Ser mulher nunca foi fácil, as imposições patriarcais que vivemos diariamente são muitas e no meio televisivo isso se torna ainda mais acentuado. Durante os episódios constantemente somos lembradas que aquilo é um meio dominado por homens, onde as mulheres não podem dar opinião ou ter ideias, são constantemente objetificadas, assediadas e cobradas por questões estéticas.

Ruth e Debbie são as personagens que mais carregam esses lembretes durante o show. Ruth é muito envolvida em seu trabalho, tem ideias de roteiro brilhantes, desenvolvimento para os personagens, ideias de aberturas para o show, mas é sempre boicotada pelo diretor, que se sente oprimido por ver uma mulher comandar mais que ele e desconta sua frustração nela.

Debbie, que depois de ler o contrato e exigir alguns direitos se tornou produtora da série, nunca é ouvida ou incluída nas reuniões, é como se ela nem existisse naquele cenário. Por ser mãe, ela precisa abrir mão de ficar com seu filho para poder trabalhar e ainda escuta do ex-marido que aquilo não é seu papel.

Elas lutam, dentro e fora do ringue, para conseguirem seu espaço e serem reconhecidas pelo trabalho que estão fazendo. E a série se manteve assim durante as duas primeiras temporadas, sendo a segunda mais incisiva nessas questões patriarcais, enquanto apresenta um divertido dia a dia de gravações e pequenas tramas individuais das personagens.

Porém a terceira se perde um pouco nessa trama individual das personagens, já que elas possuem estabilidade no emprego e um show fixo. A saída é tentar tratar cada personagem em um episódio, mas é difícil manter isso durante toda uma temporada e a trama perde um pouco a força. Como o plot da luta livre e a metalinguagem são deixados de lado, falta um assunto que una todos os episódio.

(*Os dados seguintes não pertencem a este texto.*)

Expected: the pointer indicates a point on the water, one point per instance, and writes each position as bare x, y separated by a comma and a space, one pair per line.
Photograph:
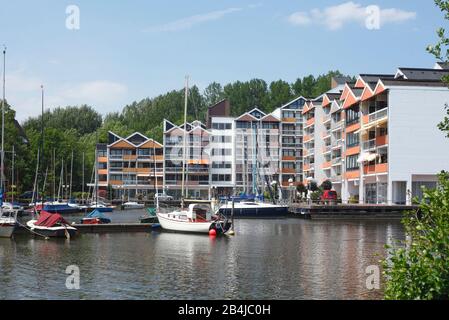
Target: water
268, 259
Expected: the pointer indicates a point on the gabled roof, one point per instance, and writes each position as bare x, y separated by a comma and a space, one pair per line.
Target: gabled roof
329, 97
421, 74
270, 118
335, 106
285, 106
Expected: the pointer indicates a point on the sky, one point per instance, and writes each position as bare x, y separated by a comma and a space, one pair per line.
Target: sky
109, 53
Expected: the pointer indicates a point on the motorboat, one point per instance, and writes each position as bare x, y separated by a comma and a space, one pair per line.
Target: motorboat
95, 217
13, 207
100, 206
196, 219
150, 217
8, 223
51, 225
253, 209
131, 205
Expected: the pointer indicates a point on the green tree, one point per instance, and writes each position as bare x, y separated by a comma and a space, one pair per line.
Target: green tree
419, 267
441, 51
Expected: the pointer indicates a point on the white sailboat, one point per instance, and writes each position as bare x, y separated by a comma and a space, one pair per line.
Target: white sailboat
8, 219
198, 217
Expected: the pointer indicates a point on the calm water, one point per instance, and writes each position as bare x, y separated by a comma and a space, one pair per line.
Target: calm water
269, 259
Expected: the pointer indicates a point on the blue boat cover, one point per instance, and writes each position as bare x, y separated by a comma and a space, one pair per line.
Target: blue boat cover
97, 214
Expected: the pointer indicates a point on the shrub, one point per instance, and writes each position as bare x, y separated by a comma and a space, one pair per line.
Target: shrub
419, 267
327, 185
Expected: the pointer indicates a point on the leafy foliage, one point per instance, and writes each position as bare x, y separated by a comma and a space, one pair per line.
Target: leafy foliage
419, 267
441, 51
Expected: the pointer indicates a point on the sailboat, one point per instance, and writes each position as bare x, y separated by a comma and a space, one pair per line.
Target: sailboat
198, 217
8, 219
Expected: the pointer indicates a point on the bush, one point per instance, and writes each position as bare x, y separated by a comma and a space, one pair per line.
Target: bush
419, 267
327, 185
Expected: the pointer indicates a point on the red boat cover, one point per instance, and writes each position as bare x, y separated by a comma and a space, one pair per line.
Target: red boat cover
49, 220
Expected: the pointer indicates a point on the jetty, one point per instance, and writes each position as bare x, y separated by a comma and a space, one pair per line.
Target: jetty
349, 211
104, 228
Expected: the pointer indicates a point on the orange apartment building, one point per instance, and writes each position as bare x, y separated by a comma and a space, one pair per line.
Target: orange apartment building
131, 166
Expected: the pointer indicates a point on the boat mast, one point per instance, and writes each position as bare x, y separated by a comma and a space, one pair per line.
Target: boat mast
12, 175
155, 177
184, 141
42, 135
71, 177
3, 125
82, 183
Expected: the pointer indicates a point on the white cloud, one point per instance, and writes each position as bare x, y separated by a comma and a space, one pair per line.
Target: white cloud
23, 93
189, 22
335, 17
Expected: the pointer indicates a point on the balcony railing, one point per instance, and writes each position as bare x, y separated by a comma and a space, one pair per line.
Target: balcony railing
369, 145
378, 115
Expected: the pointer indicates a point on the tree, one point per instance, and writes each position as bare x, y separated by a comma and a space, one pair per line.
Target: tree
326, 185
419, 268
441, 52
213, 94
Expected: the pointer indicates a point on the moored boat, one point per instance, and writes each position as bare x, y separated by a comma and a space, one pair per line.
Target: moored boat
150, 217
131, 205
197, 219
52, 225
8, 224
96, 217
248, 209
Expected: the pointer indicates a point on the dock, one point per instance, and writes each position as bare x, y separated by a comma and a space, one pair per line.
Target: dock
339, 211
104, 228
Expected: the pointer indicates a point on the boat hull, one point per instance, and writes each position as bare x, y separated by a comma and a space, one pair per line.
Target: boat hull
53, 232
272, 212
7, 230
184, 226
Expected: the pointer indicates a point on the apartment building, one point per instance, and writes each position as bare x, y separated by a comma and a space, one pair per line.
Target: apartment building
197, 164
222, 141
245, 154
291, 142
131, 166
384, 142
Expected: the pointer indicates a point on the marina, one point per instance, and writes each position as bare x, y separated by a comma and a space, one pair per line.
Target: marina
267, 259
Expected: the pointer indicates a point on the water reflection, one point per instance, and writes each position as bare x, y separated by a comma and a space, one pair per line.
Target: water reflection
285, 259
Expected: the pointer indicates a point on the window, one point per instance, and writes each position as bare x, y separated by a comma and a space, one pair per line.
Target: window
289, 153
221, 177
102, 153
221, 152
221, 165
352, 115
352, 163
289, 165
222, 126
352, 140
222, 139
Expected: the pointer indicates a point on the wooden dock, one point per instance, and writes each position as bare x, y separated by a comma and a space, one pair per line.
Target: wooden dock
105, 228
316, 211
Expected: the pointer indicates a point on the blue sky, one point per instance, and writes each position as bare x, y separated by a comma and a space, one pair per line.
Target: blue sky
128, 50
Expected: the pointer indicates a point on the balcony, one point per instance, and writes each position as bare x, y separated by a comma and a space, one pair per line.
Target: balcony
375, 168
310, 122
327, 149
327, 165
336, 161
337, 144
374, 143
376, 116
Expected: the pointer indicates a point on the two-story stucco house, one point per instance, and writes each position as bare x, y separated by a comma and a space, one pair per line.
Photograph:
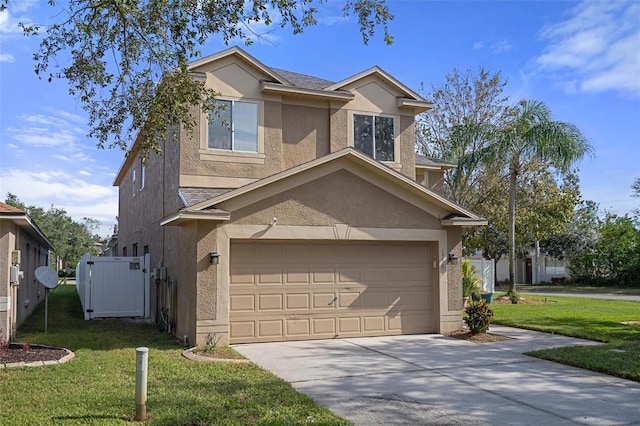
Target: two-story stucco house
23, 248
301, 211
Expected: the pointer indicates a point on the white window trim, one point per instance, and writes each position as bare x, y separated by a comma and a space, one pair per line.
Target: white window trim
142, 174
230, 156
133, 181
396, 136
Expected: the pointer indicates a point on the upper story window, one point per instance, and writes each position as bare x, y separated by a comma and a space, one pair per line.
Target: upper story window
234, 126
143, 169
374, 135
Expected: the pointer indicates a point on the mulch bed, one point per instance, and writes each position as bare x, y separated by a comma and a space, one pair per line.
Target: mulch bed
31, 353
478, 338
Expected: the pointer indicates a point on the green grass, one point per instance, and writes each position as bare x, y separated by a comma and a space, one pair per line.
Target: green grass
573, 289
593, 319
98, 386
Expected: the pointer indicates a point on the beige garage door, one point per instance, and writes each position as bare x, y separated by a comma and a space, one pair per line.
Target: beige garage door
317, 290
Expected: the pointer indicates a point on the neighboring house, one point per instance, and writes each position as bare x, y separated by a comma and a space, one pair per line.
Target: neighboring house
298, 212
549, 269
23, 248
111, 247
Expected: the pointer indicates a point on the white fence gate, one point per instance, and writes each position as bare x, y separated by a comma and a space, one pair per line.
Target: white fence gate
485, 269
113, 286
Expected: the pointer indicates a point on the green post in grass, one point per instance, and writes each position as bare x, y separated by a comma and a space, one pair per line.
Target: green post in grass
142, 360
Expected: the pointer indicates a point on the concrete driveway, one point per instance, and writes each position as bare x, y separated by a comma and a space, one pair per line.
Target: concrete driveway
437, 380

Por um lado foi uma ideia inteligente abordar o show business por uma outra ótica, saindo da frente da câmera e indo para os shows ao vivo. Por outro, faltou talvez, então, focar um pouco mais nisso, que fica mais como um plano de fundo do que como trama central.

A introdução de outros personagens também foi uma tentativa de atualizar a trama, e isso  souberam usar muito bem, a escolha do show de drag queen, vivida por Kevin Cahoon, deu a oportunidade da historia entrar dentro do universo LGBTQ+, que na época passava por um momento muito duro com o começo da epidemia da AIDS. Inclusive, o baile de arrecadação para ajudar vítimas da doença foi um dos momentos mais tocantes da série, por mostrar um preconceito tão pesado e fazer pensar o quanto essas pessoas tiveram que lutar para que hoje tivéssemos um pouco de liberdade que temos.

Aliás, isso é outra conquista da temporada: nos fazer perceber o quanto se foi lutado e conquistado durante esses anos. Quantas mulheres tiveram que enfrentar universos machistas, assédios, silenciamento para que hoje outras mulheres possam ser diretoras, roteiristas, produtoras. Quantas pessoas não tiveram que lutar para que hoje possamos ver personagens diversificados na TV, que realmente trazem a cultura de um povo consigo e não só estereótipos pejorativos. Claro, ainda estamos bem longe de não ver mais esse tipo de conteúdo, e a indústria está bem longe de ser verdadeiramente inclusiva, mas é um pouco reconfortante saber que muita coisa mudou para melhor nesses quase 40 anos.

Se a série se perdeu em alguns quesitos, ganhou em outros, mas precisa de algo mais sólido para a quarta temporada. Pelo desfecho escolhido talvez consigam dar uma outra vida para a trama principal.